Выбрать главу

Песня зажгла кровь русских. Сами собой начали притопывать в такт песни ноги; зазвучали аккомпанементом — быть может, и не совсем стройным — бокалы и стаканы. Кто-то подхватил песню. За ним другой. И вдруг сотни голосов, под звон бокалов, под стук палок или удары кулаком по столу, подхватили зажигающую кровь песню.

Проходивший по улице мещанин заслушался было, а потом, натянув шапку на уши, с тяжелым вздохом пробормотал: «Баре веселятся… Д-да! Баре веселятся!». И поплелся дальше.

Зато Глаша пожинала жатву несеяную. На поставленный возле нее на стуле поднос дождем, со звонким ропотом, летели червонцы и рубли (первые преобладали). Щедрым дарителям был наградой ласковый взгляд черных глаз певицы.

И едва ли кто из бросавших деньги подумал, что каждый рубль, который он, сытый и даже пресыщенный, ничего не делающий барин, кидал зажигательной певице, был омыт слезами и кровью крепостного раба, у которого, быть может, дети пухнут от голода, когда их владыка веселится, расшвыривая деньги кровные, в буквальном смысле этого слова. По воле незабвенного Царя Освободителя пало и навеки исчезло позорящее Россию крепостное право, полною грудью вздохнул свободный русский народ, но в ту эпоху, к которой относится наше повествование, мало кто задумывался над ненормальностью того положения, когда небольшая, сравнительно с массой населения, группа дворян-помещиков живет на средства закабаленного, обнищавшего, стонущего под игом рабства многомиллионного народа. Легко доставались деньги барам, легко и тратились.

Общее веселье захватило и Кисельникова. Забурлила молодая кровь, неровно стала дышать грудь, и в глазах, устремленных на Глашу, блеснула страстная искорка.

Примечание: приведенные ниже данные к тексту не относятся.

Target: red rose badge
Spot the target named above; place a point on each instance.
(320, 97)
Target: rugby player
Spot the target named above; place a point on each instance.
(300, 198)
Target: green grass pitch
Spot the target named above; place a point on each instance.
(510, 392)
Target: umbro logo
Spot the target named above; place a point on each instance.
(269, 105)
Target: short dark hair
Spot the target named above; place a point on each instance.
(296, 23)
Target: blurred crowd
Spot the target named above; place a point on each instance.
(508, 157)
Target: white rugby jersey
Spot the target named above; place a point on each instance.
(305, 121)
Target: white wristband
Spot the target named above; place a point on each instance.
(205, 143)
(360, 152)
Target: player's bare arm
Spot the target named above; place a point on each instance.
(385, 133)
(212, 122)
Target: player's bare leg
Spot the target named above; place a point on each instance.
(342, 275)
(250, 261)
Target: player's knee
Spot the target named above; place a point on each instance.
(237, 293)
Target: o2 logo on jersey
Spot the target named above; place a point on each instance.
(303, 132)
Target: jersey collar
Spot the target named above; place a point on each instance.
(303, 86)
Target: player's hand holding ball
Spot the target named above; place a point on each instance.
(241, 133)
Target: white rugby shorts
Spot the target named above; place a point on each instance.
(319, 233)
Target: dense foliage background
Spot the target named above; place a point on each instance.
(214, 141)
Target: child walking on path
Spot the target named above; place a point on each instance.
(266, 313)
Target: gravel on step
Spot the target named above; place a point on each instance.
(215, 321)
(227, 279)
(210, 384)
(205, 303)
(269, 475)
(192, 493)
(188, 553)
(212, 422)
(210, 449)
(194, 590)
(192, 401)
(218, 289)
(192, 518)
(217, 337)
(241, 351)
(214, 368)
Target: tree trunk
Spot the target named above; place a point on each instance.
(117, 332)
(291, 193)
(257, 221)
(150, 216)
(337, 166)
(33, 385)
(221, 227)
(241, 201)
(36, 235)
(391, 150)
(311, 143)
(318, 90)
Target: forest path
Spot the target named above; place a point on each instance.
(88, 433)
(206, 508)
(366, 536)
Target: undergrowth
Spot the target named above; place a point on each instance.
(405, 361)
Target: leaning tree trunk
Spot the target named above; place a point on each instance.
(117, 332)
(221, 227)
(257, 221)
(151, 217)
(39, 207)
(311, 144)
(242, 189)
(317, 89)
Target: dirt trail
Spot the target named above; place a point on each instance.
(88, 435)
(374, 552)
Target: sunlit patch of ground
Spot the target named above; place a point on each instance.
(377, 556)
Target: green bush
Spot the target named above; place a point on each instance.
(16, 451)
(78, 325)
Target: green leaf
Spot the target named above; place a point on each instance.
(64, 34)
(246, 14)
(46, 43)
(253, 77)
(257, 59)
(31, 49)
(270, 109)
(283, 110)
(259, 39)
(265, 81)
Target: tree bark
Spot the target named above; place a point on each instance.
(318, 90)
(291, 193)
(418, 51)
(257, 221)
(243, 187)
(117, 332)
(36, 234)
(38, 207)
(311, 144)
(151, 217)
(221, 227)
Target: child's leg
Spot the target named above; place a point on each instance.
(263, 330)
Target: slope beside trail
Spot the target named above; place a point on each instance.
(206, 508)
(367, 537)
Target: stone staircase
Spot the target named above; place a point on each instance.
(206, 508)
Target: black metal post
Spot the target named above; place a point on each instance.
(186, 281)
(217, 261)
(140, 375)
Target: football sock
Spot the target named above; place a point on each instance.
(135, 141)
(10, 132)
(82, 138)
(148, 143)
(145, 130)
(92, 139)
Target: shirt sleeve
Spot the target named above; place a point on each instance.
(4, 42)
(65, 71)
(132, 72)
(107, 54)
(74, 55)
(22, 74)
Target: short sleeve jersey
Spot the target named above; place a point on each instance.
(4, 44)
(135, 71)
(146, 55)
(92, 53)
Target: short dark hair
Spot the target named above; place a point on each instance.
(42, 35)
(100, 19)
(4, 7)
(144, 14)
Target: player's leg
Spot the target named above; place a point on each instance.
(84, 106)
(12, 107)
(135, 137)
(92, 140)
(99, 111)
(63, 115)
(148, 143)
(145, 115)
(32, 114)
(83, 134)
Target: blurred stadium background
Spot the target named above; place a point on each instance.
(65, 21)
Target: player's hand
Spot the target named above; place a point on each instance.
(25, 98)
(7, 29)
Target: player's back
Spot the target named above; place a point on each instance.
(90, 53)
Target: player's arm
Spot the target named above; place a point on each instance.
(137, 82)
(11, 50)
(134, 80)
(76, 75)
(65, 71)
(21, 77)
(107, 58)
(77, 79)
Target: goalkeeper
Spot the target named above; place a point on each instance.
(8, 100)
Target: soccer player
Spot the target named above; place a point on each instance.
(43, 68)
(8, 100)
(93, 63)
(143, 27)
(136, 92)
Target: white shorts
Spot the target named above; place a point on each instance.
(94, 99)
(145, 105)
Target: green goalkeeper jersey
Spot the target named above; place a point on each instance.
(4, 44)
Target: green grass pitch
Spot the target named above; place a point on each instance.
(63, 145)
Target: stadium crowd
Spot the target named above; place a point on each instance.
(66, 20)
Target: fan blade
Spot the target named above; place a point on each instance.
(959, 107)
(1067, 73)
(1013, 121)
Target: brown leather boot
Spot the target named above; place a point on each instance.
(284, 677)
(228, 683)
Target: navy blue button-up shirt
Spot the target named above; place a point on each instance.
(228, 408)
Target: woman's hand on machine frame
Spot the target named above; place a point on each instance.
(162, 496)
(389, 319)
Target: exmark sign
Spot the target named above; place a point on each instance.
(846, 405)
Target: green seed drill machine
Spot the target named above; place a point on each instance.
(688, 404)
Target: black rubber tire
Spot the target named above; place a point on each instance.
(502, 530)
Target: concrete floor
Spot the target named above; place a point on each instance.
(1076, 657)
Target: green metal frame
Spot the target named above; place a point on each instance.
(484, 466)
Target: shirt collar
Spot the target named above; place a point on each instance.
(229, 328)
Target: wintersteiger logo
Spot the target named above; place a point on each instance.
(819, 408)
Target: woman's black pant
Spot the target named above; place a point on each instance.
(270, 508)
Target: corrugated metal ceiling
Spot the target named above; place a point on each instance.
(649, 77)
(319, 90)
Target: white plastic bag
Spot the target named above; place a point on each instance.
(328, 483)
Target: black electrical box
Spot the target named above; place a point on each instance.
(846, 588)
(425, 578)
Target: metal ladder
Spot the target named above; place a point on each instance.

От Лавишева не укрылось его волнение.

— Что, разобрало? — с улыбкой сказал он.

Юноша вспыхнул. Как будто завеса упала с его глаз. Он окинул взглядом зал: повсюду возбужденные, красные лица большей частью подвыпивших людей, под потолком нависло облако табачного дыма. Розовый свет вечернего солнца падал на кривлявшуюся Глашу, блестел на мишуре наряда, заставлял безобразными нашлепками выступать румяна на щеках красотки. Что-то гадкое было в картине этого веселья, что-то поддельное, неестественное. Тяжело и смутно стало вдруг на душе молодого провинциала; червячок совести шевельнулся в глубине его чистой души, как будто он сделал что-то нехорошее, недостойное. Его потянуло вон из этого шумного, веселящегося общества.

— Ну, я пойду, — сказал он, а затем быстро пожал руку Лавишеву, взглянувшему на него с удивлением, и пробрался между столиками к выходу.

— Кто это? — играя лорнетом, спросил Петра Семеновича какой-то юный щеголь.

— Приезжий. Совершенно не светский человек, деревенский медвежонок, которого надо обломать. Немножко чудаковатый парень, — ответил Лавишев и, завязав веселый разговор на какую-то пикантную тему, вскоре забыл и думать о Кисельникове.

Между тем Александр Васильевич быстро шел к дому Лавишева. Дорогу он хорошо запомнил и не боялся сбиться. Во фраке он чувствовал себя неловко среди прохожих; непривычная одежда стесняла его; ему казалось, что все на него смотрят, что он донельзя смешон в этом щегольском наряде, хотя на самом деле ничего подобного не было.

Придя в свое жилище, столь неожиданно обретенное им, Кисельников нашел Михайлыча по-прежнему крепко спящим. Неприветливой, неуютной показалась юноше анфилада огромных комнат, уставленных роскошной, но запыленной мебелью. Было что-то нежилое в этих барских покоях. Шаги Александра Васильевича гулко отдавались. Громкий храп Михайлыча разносился по всему этажу: только он и нарушал мертвую, тоскливую тишину.

Юный провинциал отыскал свою дорожную одежду, очевидно, предупредительно принесенную лакеем, и, с наслаждением скинув с себя тесный фрак, переоделся в прежний немодный, но спокойный и удобный кафтан, не без удовольствия сдернул парик, погладил коротко остриженную, вспотевшую голову и в своем обычном одеянии сразу почувствовал себя бодрее. Расположение духа заметно улучшилось.